Examples of High-impact Automations Across IT Infrastructure
In This Insight
Automation across IT infrastructure plays an important role in helping WWT execute proofs of concept at speed and scale through our Advanced Technology Center (ATC).
In this ATC insight, we dive deep into some of the automations that we've implemented. These are automations that have yielded the highest return on investment when it comes to making our POC process more efficient. While our motivation for implementation comes from improving technology testing, these automations can be applied to any large IT shop looking to gain efficiency, cost savings, time savings and scalability.
A major value-add for our customers is our ability to collapse the time it takes to conduct proofs of concept (POCs) from months to weeks, sometimes even days. We execute hundreds of POCs per year, which means our ATC architects are constantly spinning up testing environments across major components of IT infrastructure: network, compute, storage and software.
As part of our ongoing effort to be more efficient, we ask them to identify common, repeatable infrastructure tasks. We then challenge them to automate those tasks away. This requires them to not only use their existing knowledge of automation but also acquire new skills.
The following are some of the most high-impact automations we've implemented. Anyone who has worked in a large IT shop will relate to the problems we solved for through automation and get an answer to the most important question: How much time does a given automation actually save?
We hope that by having our architects impart their lessons learned, you can begin automating across different technology domains or accelerate efforts in flight.

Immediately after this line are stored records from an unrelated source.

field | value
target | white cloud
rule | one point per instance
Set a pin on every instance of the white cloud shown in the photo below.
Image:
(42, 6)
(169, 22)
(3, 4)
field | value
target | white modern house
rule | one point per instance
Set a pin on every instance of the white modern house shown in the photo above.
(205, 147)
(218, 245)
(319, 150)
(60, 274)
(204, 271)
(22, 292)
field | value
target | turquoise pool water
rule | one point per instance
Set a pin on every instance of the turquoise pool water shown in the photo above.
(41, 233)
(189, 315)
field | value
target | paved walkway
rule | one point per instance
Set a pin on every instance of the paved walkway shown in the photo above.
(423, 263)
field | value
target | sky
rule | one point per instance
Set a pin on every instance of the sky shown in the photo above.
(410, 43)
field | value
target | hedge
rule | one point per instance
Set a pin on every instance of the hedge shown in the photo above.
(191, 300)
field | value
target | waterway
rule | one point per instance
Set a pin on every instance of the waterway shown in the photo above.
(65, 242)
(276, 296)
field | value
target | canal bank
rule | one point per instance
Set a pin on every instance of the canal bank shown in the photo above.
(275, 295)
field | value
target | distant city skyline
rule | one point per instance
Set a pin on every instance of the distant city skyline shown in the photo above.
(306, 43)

Network: Adding/Deleting VLANS (Switches, vCenter & UCS Profiles)
Have you ever asked yourself if there was an easy way to add/delete a VLAN to your entire infrastructure stack by clicking a few buttons? This questions came up again and again for me and my colleagues.
When I say the entire infrastructure stack, I'm referring to:
- Switches: Port Profiles and Uplink Ports
- UCS FI's: VLAN, vNIC templates and service profiles
- vCenter: DVS port groups
I used Ansible to bring together tasks that are traditionally separate, from a technology and team perspective. The below screenshot shows the overall template to be deployed. You'll notice there is one for adding and deleting. For any automated process, it's good to have an automated process to clean it up.

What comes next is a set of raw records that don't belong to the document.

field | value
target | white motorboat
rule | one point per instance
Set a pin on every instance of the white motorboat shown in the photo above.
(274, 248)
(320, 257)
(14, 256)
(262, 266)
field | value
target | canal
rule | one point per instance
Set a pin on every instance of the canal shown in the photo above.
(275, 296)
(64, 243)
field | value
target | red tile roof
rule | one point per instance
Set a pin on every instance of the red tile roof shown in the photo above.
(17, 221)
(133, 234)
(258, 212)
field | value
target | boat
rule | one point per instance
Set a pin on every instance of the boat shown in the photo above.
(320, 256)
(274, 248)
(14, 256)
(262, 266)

Once the job is deployed, it leads you to a simple form that asks you to fill in the VLAN and name of the VLAN.
After this is completed and "next" is clicked, we get into the weeds of what the Ansible playbook is actually doing.
Add the VLAN to our networking infrastructure (This consists of 8-plus switches used in a spine leaf architecture). The first part of this automation creates the VLAN on all the switches, adds the VLANS to our necessary uplinks to our core switches and finally adds the VLAN to the port profiles that we use for UCS further down the network stack. Also, this adds in a copy run start to save the configuration of the network switches as well!
Add VLAN to vCenter consists of creating the port group to our DVS that is assigned to all our hosts in vCenter.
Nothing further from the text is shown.